Bacteria are the most adaptable organisms on the planet. At the root of their ability to adapt to different conditions is the ability to select and express optimal combinations of genes for particular environments. This is generally achieved by proteins known as transcription factors which sense signal molecules and then act to turn specific genes on or off. Sometimes the transcription factor does not sense the signal directly but rather interacts with a small molecule that acts as a messenger. In these cases the signal has an effect on a metabolic process that changes the concentration of the messenger molecule in the bacterial cell, which is then sensed by the transcription factor. Recently a messenger molecule called cyclic-di-GMP has been identified in many bacteria. Cyclic-di-GMP signalling is associated with many important properties of bacteria, including the ability to move and the ability to form biofilms (communities of bacteria attached to surfaces). However, despite the widespread occurrence of cyclic-di-GMP signalling pathways little is known about the way they work. In this project we want to learn more about a protein called YfgF. Our previous work has shown us that YfgF is made by the bacterium Escherichia coli when it is starved of oxygen. We have also discovered that YfgF has the ability to breakdown cyclic-di-GMP and so should have an effect on processes controlled by this molecule, e.g. motility and biofilm formation. Because so little is known about cyclic-di-GMP signalling pathways we want to use YfgF, supported by the enormous amount of information that is known about E. coli as a model bacterium, to learn more about how cyclic-di-GMP alters patterns of gene expression. Our approach will be to isolate the YfgF protein and characterise its catalytic activities and how these change under different conditions. We will also discover which genes are influenced by the presence or absence of YfgF and then attempt to fill in the missing links between the signal perceived, the change in YfgF activity and the genes that are regulated. In this way we will learn more about how YfgF works and also learn some general lessons on how other proteins that interact with cyclic-di-GMP work. This could have important implications because bacteria because many infections are associated with oxygen-starved biofilms.

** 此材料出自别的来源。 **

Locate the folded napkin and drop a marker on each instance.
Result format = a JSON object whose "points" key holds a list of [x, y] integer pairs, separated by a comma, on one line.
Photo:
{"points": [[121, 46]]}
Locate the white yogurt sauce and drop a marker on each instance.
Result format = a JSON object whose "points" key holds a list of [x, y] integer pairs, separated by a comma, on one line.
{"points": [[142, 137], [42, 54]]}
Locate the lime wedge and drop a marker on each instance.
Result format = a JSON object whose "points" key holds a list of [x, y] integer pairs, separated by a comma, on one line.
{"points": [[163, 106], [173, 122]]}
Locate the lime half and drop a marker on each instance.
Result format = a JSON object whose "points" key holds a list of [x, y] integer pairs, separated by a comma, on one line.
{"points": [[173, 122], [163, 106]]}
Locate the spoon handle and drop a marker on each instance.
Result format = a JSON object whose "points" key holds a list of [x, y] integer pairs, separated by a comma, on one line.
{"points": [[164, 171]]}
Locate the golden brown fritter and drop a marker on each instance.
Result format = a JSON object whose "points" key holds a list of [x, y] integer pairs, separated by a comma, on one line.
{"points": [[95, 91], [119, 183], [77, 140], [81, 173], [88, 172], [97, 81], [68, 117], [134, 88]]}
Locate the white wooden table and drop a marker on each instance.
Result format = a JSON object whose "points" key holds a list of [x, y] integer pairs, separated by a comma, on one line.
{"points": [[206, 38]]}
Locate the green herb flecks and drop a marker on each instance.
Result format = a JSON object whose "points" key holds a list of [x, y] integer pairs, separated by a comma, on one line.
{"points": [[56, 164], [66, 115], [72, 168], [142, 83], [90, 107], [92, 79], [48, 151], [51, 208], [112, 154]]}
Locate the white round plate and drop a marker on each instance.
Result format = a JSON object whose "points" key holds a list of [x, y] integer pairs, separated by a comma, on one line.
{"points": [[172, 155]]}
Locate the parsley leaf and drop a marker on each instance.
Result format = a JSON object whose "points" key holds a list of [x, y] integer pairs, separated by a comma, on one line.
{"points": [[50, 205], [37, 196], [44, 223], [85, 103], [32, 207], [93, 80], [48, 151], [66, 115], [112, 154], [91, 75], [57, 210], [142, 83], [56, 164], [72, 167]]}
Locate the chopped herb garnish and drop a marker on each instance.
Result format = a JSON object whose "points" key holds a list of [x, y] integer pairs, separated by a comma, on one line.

细菌是地球上适应性最强的生物。它们适应不同条件的能力的根本是为特定环境选择和表达最佳基因组合的能力。这通常是由称为转录因子的蛋白质实现的，这些转录因子感知信号分子，然后作用于打开或关闭特定基因。有时，转录因子并不直接感知信号，而是与充当信使的小分子相互作用。在这些情况下，信号对改变细菌细胞中信使分子浓度的代谢过程有影响，然后由转录因子感知。最近在许多细菌中发现了一种称为cyclic-di-GMP的信使分子。循环二GMP信号与细菌的许多重要特性相关，包括移动能力和形成生物膜（附着在表面的细菌群落）的能力。然而，尽管广泛发生的循环二GMP信号通路很少知道他们的工作方式。在这个项目中，我们想更多地了解一种名为YfgF的蛋白质。我们之前的工作已经表明，YfgF是由大肠杆菌在缺氧时产生的。我们还发现，YfgF具有分解环状二GMP的能力，因此应该对由该分子控制的过程（例如运动性和生物膜形成）具有影响。由于对cyclic-di-GMP信号通路知之甚少，我们希望使用YfgF，这得到了关于E.大肠杆菌作为模型细菌，以了解更多关于cyclic-di-GMP如何改变基因表达模式。我们的方法将是分离YfgF蛋白，并研究其催化活性以及这些活性在不同条件下如何变化。我们还将发现哪些基因受到YfgF存在或不存在的影响，然后试图填补感知信号，YfgF活性变化和受调控基因之间的缺失环节。通过这种方式，我们将更多地了解YfgF的工作原理，并了解其他与cyclic-di-GMP相互作用的蛋白质的工作原理。这可能具有重要的意义，因为许多细菌感染都与缺氧生物膜有关。